Сегодня дождь. Мелкий, редкий неравномерный. Арка театра встречает красной бегущей лентой с рекламой, которую непросто разобрать в отблеске мощенного булыжником дворика с припаркованными велосипедами.

  Первое открытие – спектакль на английском языке. «Если что-то пойдет не так, просто поднимите руку» – говорили парни у двух гигантских чемоданов с отделениями для наушников. А что может что-то пойти не так? Наушники откажут… ах, наушники. Ничего, со второго класса на английском «шпрехаю», могу и без, однако не отказываюсь. Вдруг в «Практике» практикуется особый английский, который будет трудно осилить человеку с советским образованием.

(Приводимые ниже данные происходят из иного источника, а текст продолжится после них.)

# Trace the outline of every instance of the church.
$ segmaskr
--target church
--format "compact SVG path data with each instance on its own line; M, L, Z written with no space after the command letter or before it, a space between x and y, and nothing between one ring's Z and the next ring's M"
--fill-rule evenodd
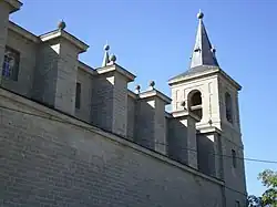
M107 44L99 68L80 61L89 45L63 21L40 35L21 28L10 20L21 8L0 0L1 206L246 206L242 86L203 12L168 97L154 81L130 90L136 76Z

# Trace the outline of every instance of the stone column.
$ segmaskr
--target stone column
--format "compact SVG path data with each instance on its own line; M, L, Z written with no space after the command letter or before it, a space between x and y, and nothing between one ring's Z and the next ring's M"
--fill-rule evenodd
M89 46L63 29L40 38L33 97L74 115L78 59Z
M2 82L2 65L4 56L4 48L8 35L9 14L19 10L22 3L17 0L0 1L0 84Z
M135 142L166 154L165 105L170 103L170 97L154 89L138 95L135 108Z
M92 123L121 136L127 134L127 83L135 76L117 64L96 70L93 80Z
M185 110L173 112L172 116L168 133L171 154L174 159L197 169L195 123L198 118Z

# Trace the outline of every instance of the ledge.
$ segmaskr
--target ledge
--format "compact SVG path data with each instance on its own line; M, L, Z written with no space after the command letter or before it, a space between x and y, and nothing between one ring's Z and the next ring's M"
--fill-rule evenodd
M151 90L151 91L145 91L138 94L140 99L147 99L147 97L153 97L153 96L157 96L161 100L163 100L165 102L165 104L171 104L172 100L163 94L162 92L157 91L157 90Z
M113 134L113 133L110 133L110 132L105 132L99 127L95 127L95 126L92 126L90 125L89 123L85 123L81 120L78 120L71 115L68 115L68 114L64 114L62 112L59 112L57 110L53 110L53 108L49 108L42 104L39 104L34 101L31 101L24 96L21 96L21 95L18 95L16 93L12 93L10 91L7 91L2 87L0 87L0 96L4 97L4 99L10 99L14 102L18 102L20 104L23 104L30 108L33 108L35 111L38 111L38 114L34 114L34 113L28 113L29 115L33 115L33 116L40 116L41 118L47 118L47 120L51 120L51 121L57 121L57 122L64 122L66 124L72 124L76 127L81 127L81 128L84 128L89 132L92 132L92 133L95 133L95 134L99 134L99 135L102 135L103 138L106 138L106 139L110 139L110 141L113 141L115 143L119 143L119 144L122 144L123 146L126 146L126 147L130 147L130 148L133 148L134 151L137 151L137 152L141 152L147 156L151 156L153 158L156 158L158 159L160 162L164 162L173 167L177 167L182 170L185 170L185 172L188 172L195 176L199 176L206 180L209 180L209 182L213 182L215 184L218 184L220 186L225 186L225 183L218 178L215 178L215 177L211 177L208 175L205 175L187 165L183 165L178 162L175 162L171 158L168 158L167 156L163 155L163 154L160 154L157 152L154 152L154 151L151 151L151 149L147 149L145 147L142 147L129 139L125 139L116 134ZM27 113L24 112L23 110L20 111L20 107L17 107L17 108L7 108L7 110L13 110L13 111L18 111L18 112L21 112L21 113ZM40 114L40 115L39 115ZM43 115L42 115L43 114Z
M13 13L13 12L20 10L20 8L23 4L18 0L3 0L3 1L10 4L10 7L11 7L10 13Z
M129 82L132 82L135 80L135 75L133 73L129 72L127 70L125 70L124 68L120 66L116 63L96 69L98 74L104 74L104 73L114 72L114 71L125 76Z
M80 53L85 52L89 49L89 45L75 38L74 35L70 34L69 32L64 30L54 30L51 32L48 32L45 34L42 34L39 37L42 42L47 42L50 40L54 40L57 38L64 38L65 40L70 41L72 44L74 44L79 50Z

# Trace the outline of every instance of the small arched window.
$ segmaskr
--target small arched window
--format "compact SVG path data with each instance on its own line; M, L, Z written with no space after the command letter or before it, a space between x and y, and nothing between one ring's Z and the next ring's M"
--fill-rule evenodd
M232 97L228 92L225 93L226 120L233 123Z
M203 110L202 110L202 94L199 91L192 91L188 94L189 100L189 111L202 120Z

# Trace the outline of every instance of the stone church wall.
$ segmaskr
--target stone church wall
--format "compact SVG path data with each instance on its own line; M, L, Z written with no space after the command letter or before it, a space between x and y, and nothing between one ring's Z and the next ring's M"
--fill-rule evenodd
M0 168L4 207L224 206L222 182L1 89Z

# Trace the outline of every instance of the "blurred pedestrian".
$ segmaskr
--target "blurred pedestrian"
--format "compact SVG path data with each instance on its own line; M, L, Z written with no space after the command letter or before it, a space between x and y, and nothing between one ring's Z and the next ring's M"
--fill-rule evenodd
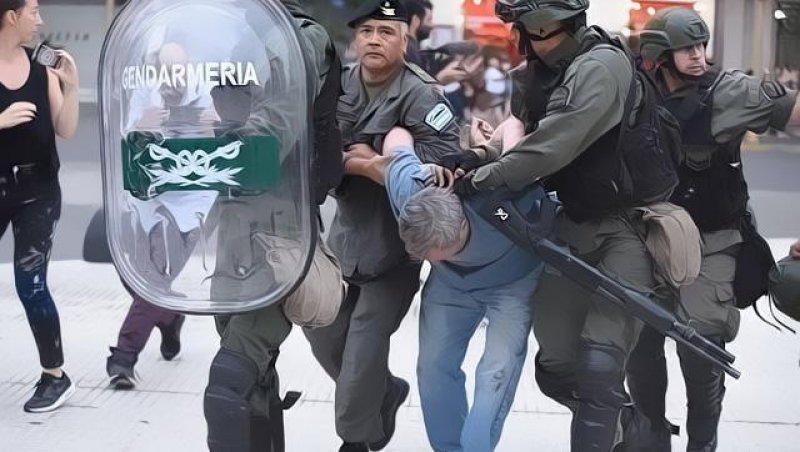
M78 70L63 50L42 48L37 61L23 47L43 23L38 0L0 0L0 237L11 224L14 282L43 368L28 412L54 410L75 391L61 369L61 324L47 267L61 215L55 136L70 138L78 127Z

  Раиса Фролова, представитель пресс-службы театра, в минуту передала три состояния за три просмотра «Благодати…» – рыдание (Мне ее жалко), смена позиции (Мне жалко его) и холод (Жалость – какое неправильное чувство). Добавив, что маэстро выбрал нужный материал и как важно не уйти после первого действия.

  Книгу с одноименным названием я не читал и, наверное, бы не успел это сделать, но довольствуясь принципом «понравится – прочту», сел на пятый ряд перед лысым человеком, говорящим на английском как на родном. И не просто. Кен Уилбер, точнее история его жены, рассказанная им, собрала в зале на сто мест представителей разных широт.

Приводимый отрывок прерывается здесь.